[Scipy-svn] r6692 - in trunk/doc/source/tutorial: . examples

scipy-svn@scip... scipy-svn@scip...
Tue Sep 7 16:53:41 CDT 2010

Author: ptvirtan
Date: 2010-09-07 16:53:41 -0500 (Tue, 07 Sep 2010)
New Revision: 6692

trunk/doc/source/tutorial/examples/newton_krylov_preconditioning.py
Modified:
trunk/doc/source/tutorial/optimize.rst
Log:
DOC: optimize/tutorial: add an example of preconditioning when using the matrix-free Newton-Krylov solver

===================================================================
--- trunk/doc/source/tutorial/examples/newton_krylov_preconditioning.py	                        (rev 0)
+++ trunk/doc/source/tutorial/examples/newton_krylov_preconditioning.py	2010-09-07 21:53:41 UTC (rev 6692)
@@ -0,0 +1,91 @@
+import numpy as np
+from scipy.optimize import newton_krylov
+from scipy.sparse import spdiags, spkron
+from scipy.sparse.linalg import spilu, LinearOperator
+from numpy import cosh, zeros_like, mgrid, zeros, eye
+
+# parameters
+nx, ny = 75, 75
+hx, hy = 1./(nx-1), 1./(ny-1)
+
+P_left, P_right = 0, 0
+P_top, P_bottom = 1, 0
+
+def get_preconditioner():
+    """Compute the preconditioner M"""
+    diags_x = zeros((3, nx))
+    diags_x[0,:] = 1/hx/hx
+    diags_x[1,:] = -2/hx/hx
+    diags_x[2,:] = 1/hx/hx
+    Lx = spdiags(diags_x, [-1,0,1], nx, nx)
+
+    diags_y = zeros((3, ny))
+    diags_y[0,:] = 1/hy/hy
+    diags_y[1,:] = -2/hy/hy
+    diags_y[2,:] = 1/hy/hy
+    Ly = spdiags(diags_y, [-1,0,1], ny, ny)
+
+    J1 = spkron(Lx, eye(ny)) + spkron(eye(nx), Ly)
+
+    # Now we have the matrix J_1. We need to find its inverse M --
+    # however, since an approximate inverse is enough, we can use
+    # the *incomplete LU* decomposition
+
+    J1_ilu = spilu(J1)
+
+    # This returns an object with a method .solve() that evaluates
+    # the corresponding matrix-vector product.
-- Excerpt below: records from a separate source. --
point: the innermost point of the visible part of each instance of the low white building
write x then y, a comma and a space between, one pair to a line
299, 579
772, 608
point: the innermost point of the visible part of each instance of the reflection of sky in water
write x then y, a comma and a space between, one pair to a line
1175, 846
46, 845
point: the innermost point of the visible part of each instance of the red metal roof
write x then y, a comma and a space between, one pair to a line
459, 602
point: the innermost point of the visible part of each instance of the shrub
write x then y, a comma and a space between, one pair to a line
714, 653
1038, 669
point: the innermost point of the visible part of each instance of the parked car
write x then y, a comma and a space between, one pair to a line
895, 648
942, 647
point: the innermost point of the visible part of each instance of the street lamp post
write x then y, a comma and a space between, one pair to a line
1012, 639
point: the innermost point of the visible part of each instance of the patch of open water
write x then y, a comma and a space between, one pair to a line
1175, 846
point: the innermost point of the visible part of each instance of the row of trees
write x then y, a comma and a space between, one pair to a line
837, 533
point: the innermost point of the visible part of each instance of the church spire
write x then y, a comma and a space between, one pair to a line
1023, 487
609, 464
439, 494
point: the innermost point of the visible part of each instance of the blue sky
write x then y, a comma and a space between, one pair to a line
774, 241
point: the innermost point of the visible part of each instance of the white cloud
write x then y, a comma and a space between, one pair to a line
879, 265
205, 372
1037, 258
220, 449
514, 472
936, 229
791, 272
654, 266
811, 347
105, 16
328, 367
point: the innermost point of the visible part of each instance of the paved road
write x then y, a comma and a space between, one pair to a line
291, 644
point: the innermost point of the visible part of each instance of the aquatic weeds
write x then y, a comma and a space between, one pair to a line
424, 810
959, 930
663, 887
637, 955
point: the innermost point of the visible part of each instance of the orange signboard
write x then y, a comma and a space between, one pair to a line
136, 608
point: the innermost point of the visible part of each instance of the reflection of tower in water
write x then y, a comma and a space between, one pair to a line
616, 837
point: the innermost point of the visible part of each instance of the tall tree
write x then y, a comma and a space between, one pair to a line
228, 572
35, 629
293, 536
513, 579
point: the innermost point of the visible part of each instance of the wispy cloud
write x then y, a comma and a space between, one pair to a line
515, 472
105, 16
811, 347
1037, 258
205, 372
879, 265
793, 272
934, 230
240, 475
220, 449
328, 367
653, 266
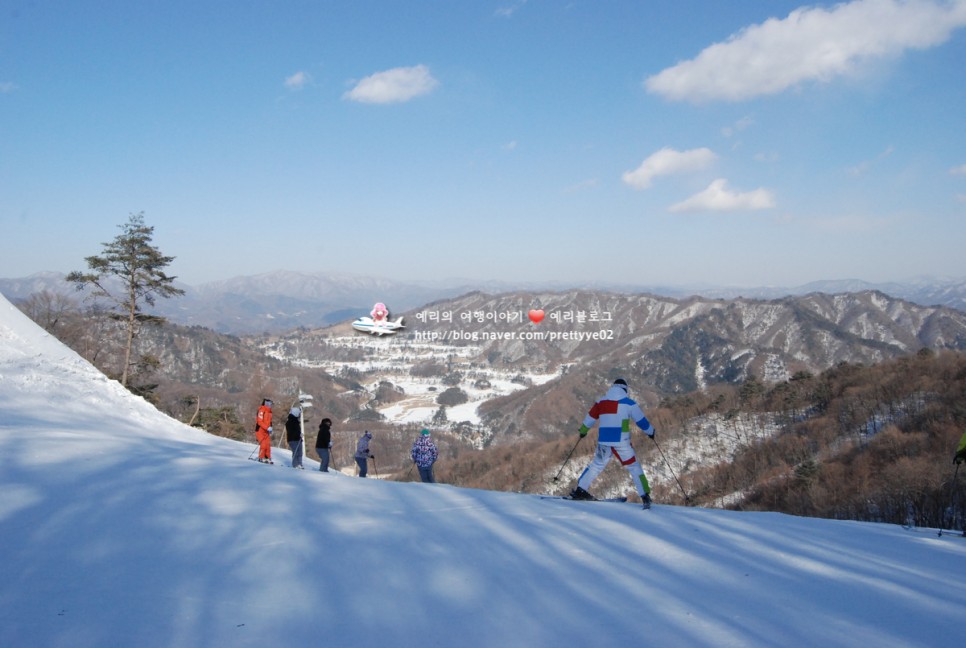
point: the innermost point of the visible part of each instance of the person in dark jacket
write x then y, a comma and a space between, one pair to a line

We need to wrap it into
+    # a LinearOperator before it can be passed to the Krylov methods:
+
+    M = LinearOperator(shape=(nx*ny, nx*ny), matvec=J1_ilu.solve)
+    return M
+
+def solve(preconditioning=True):
+    """Compute the solution"""
+    count = [0]
+
+    def residual(P):
+        count[0] += 1
+
+        d2x = zeros_like(P)
+        d2y = zeros_like(P)
+
+        d2x[1:-1] = (P[2:]   - 2*P[1:-1] + P[:-2])/hx/hx
+        d2x[0]    = (P[1]    - 2*P[0]    + P_left)/hx/hx
+        d2x[-1]   = (P_right - 2*P[-1]   + P[-2])/hx/hx
+
+        d2y[:,1:-1] = (P[:,2:] - 2*P[:,1:-1] + P[:,:-2])/hy/hy
+        d2y[:,0]    = (P[:,1]  - 2*P[:,0]    + P_bottom)/hy/hy
+        d2y[:,-1]   = (P_top   - 2*P[:,-1]   + P[:,-2])/hy/hy
+
+        return d2x + d2y + 5*cosh(P).mean()**2
+
+    # preconditioner
+    if preconditioning:
+        M = get_preconditioner()
+    else:
+        M = None
+
+    # solve
+    guess = zeros((nx, ny), float)
+
+    sol = newton_krylov(residual, guess, verbose=1, inner_M=M)
+    print 'Residual', abs(residual(sol)).max()
+    print 'Evaluations', count[0]
+
+    return sol
+
+def main():
+    sol = solve(preconditioning=True)
+
+    # visualize
+    import matplotlib.pyplot as plt
+    x, y = mgrid[0:1:(nx*1j), 0:1:(ny*1j)]
+    plt.clf()
+    plt.pcolor(x, y, sol)
+    plt.clim(0, 1)
+    plt.colorbar()
+    plt.show()
+
+if __name__ == "__main__":
+    main()

Modified: trunk/doc/source/tutorial/optimize.rst
===================================================================
--- trunk/doc/source/tutorial/optimize.rst	2010-09-07 08:35:20 UTC (rev 6691)
+++ trunk/doc/source/tutorial/optimize.rst	2010-09-07 21:53:41 UTC (rev 6692)
@@ -3,23 +3,35 @@

.. sectionauthor:: Travis E. Oliphant

+.. sectionauthor:: Pauli Virtanen
+
.. currentmodule:: scipy.optimize

-There are several classical optimization algorithms provided by SciPy
-in the :mod:scipy.optimize package. An overview of the module is
-available using :func:help (or :func:pydoc.help):
+The :mod:scipy.optimize package provides several commonly used
+optimization algorithms. An detailed listing is available:
+:mod:scipy.optimize (can also be found by help(scipy.optimize)).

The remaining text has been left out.